Chapter 3. Categorizing and Tagging Text

In corpus linguistics, text categorization or tagging into various word classes or lexical categories is considered to be the second step in NLP pipeline after tokenization. We have all studied parts of speech in our elementary classes; we were familiarized with nouns, pronouns, verbs, adjectives, and their utility in English grammar. These word classes are not just the salient pillars of grammar, but also quite pivotal in many language processing activities. The process of categorizing and labeling words into different parts of speeches is known as parts of speech tagging or simply tagging.

The goal of this chapter is to equip you with the tools and the associated knowledge about different tagging, chunking, and entailment approaches and their usage in natural language processing.

Earlier chapters focused on basic text processing; this chapter improvises on those concepts to explain the different approaches of tagging texts into lexical categories, chunking methods, statistical analysis on corpus data, and textual entailment.

In this chapter, we will cover the following topics:

  • Parts of speech tagging
  • Hidden Markov Models for POS tagging
  • Collocation and contingency tables
  • Feature extraction
  • Log-linear models
  • Textual entailment

Parts of speech tagging

In text mining we tend to view free text as a bag of tokens (words, n-grams). In order to do various quantitative analyses, searching and information retrieval, this approach is quite useful.
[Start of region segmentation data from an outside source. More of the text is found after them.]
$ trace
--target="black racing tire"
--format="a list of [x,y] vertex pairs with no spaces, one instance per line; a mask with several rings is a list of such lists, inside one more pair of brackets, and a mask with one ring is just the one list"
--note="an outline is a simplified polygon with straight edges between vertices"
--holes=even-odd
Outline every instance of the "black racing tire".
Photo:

However, when we take a bag of tokens approach, we tend to lose lots of information contained in the free text, such as sentence structure, word order, and context. These are some of the attributes of natural language processing which humans use to interpret the meaning of given text. NLP is a field focused on understanding free text. It attempts to understand a document completely like a human reader.
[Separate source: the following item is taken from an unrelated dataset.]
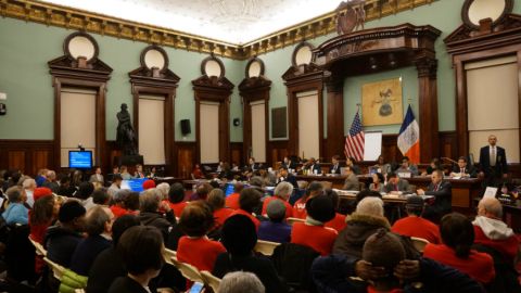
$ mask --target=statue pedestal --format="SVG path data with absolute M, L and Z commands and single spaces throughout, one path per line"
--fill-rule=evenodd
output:
M 137 164 L 143 165 L 143 156 L 142 155 L 122 155 L 114 157 L 114 164 L 117 166 L 125 165 L 127 167 L 136 166 Z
POS tagging is a prerequisite and one of the most import steps in text analysis. POS tagging is the annotation of the words with the right POS tags, based on the context in which they appear, POS taggers categorize words based on what they mean in a sentence or in the order they appear. POS taggers provide information about the semantic meaning of the word. POS taggers use some basic categories to tag different words — some basic tags are noun, verb, adjective, number and proper noun. POS tagging is also important for information extraction and sentiment analysis.

POS tagging with R packages

Let us see how to tag a text with R OpenNLP package.

The parts of speech Tagger tags each token with their corresponding parts of speech, utilizing lexical statistics, context, meaning, and their relative position with respect to adjacent tokens. The same token may be labeled with multiple syntactic labels based on the context. Or some word tokens may be labeled with X POS tag (in Universal POS Tagger) to denote short-hand for common words or misspelled words. POS tagging helps a great deal in resolving lexical ambiguity. R has an OpenNLP package that provides POS tagger functions, leveraging maximum entropy model:

library("NLP")
library("openNLP")
library("openNLPdata")

Let's take a simple and short text as shown in the following code:

s <- "Pierre Vinken , 61 years old , will join the board as a nonexecutive director Nov. 29 .Mr. Vinken is chairman of Elsevier N.V. , the Dutch publishing group ." 
str <- as.String(s)

First, we will annotate the sentence using the function Maxent_Sent_Token_Annotator (); we can use different models for different languages. The default language used by the functions is en language="en", which will use the default model under the language en that is under OpenNLPdata, that is, en-sent.bin:

sentAnnotator <- Maxent_Sent_Token_Annotator(language = "en", probs = TRUE, model =NULL)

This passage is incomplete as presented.